Saturday, September 1, 2012

Eat Here & Get Gas

Wishing everyone a safe and happy Labor Day holiday weekend.
___________

OK, this is not the most original advertising come-on.  I have seen it posted on various gas station-general store signs across the width and breadth of the United States.  Yet, when I think of it, only one place comes immediately to mind - Buddy’s Store, on Sabbathday Road right here in New Gloucester, Maine.  For years it was the closest store to our lakeside cottage where we frequently stopped for milk or bread, soda or beer, toilet paper or maybe a whoopie pie.  More importantly, it was a place where I came in the early morning for that first cuppa joe and perhaps a hot breakfast while I listened to the local regulars solve the problems of the world over their mugs of coffee.  Each year it was the same guys sitting at the same table.  Only difference was the problems they were solving.  I just listened and soaked it all in.

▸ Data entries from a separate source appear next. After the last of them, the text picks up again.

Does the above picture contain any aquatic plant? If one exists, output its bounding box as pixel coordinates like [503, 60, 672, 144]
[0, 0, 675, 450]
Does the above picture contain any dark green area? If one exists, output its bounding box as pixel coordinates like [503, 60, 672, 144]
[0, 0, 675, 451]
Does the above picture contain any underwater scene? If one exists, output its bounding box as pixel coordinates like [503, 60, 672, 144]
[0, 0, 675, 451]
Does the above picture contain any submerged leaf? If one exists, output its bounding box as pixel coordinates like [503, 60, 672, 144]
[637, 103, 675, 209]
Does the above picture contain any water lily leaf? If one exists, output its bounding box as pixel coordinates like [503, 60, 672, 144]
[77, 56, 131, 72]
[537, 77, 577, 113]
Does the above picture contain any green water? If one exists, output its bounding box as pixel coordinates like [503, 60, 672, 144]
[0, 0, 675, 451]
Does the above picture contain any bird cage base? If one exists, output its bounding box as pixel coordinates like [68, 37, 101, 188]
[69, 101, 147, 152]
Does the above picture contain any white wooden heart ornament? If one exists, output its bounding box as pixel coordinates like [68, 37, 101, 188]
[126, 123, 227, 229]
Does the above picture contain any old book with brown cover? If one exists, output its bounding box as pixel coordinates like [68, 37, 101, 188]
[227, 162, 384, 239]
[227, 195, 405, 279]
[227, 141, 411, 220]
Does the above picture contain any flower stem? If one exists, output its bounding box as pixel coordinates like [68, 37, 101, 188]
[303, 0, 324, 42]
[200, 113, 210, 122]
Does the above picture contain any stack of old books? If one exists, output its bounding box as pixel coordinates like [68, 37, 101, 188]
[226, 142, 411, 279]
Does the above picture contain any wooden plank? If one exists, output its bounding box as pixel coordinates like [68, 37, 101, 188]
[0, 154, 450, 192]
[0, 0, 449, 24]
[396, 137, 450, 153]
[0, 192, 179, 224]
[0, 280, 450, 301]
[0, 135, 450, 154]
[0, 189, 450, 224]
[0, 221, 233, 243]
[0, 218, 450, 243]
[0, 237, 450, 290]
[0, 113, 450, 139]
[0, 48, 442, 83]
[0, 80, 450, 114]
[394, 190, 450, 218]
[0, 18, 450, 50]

Unfortunately those days are long gone.  That was back when Buddy’s was still located on State Route 26, one of the main highways running north from Portland through the hills of western Maine to the New Hampshire border and beyond, passing through Dixville Notch on the way to Colebrook, New Hampshire.   Route 26 has long been a major route for Canadian beach traffic in the summer being the most direct route from Montréal to Old Orchard Beach, south of Portland.  It is also popular with the autumn leaf peepers heading into the Oxford Hills and the foothills of the White Mountains, as well as with skiers and other winter sports enthusiasts on their way north from Portland and Boston to the Sunday River ski area near Bethel.  Thousands of car would pass by Buddy’s daily, and it was a convenient rest stop for gas and treats.

Route 26 still carries much of the traffic between Portland and Montréal, but it no longer passes by Buddy’s Store, the result of a three mile long by-pass and realignment opened in early 2004.  Consequently, Buddy’s is no longer the rural highway mecca it use to be as this old section of the highway, full of narrow S-curves, is now Sabbathday Road operated by the town of New Gloucester and used mostly by those with homes and cottages here on Sabbathday Lake.

Buddy’s is still there with its sign beckoning travelers to stop for “gas,” yet very few people do these days.  Frequently when I drive past there is no one around save the person running the small take-out pizza joint that now occupies most of the space.  Gone are most of the assorted canned good, bread, household goods, automotive supplies, fishing tackle, and the few tables where I use to eat breakfast and catch upon the local goings on.  Now there is small shelf with a very few items and the wall coolers still offer beer and soda, eggs and bacon, milk and cheese, and nightcrawlers.  Otherwise, all that was once Buddy’s is now gone and I drive by saddened by the fact that only the name and a few fading memories are left.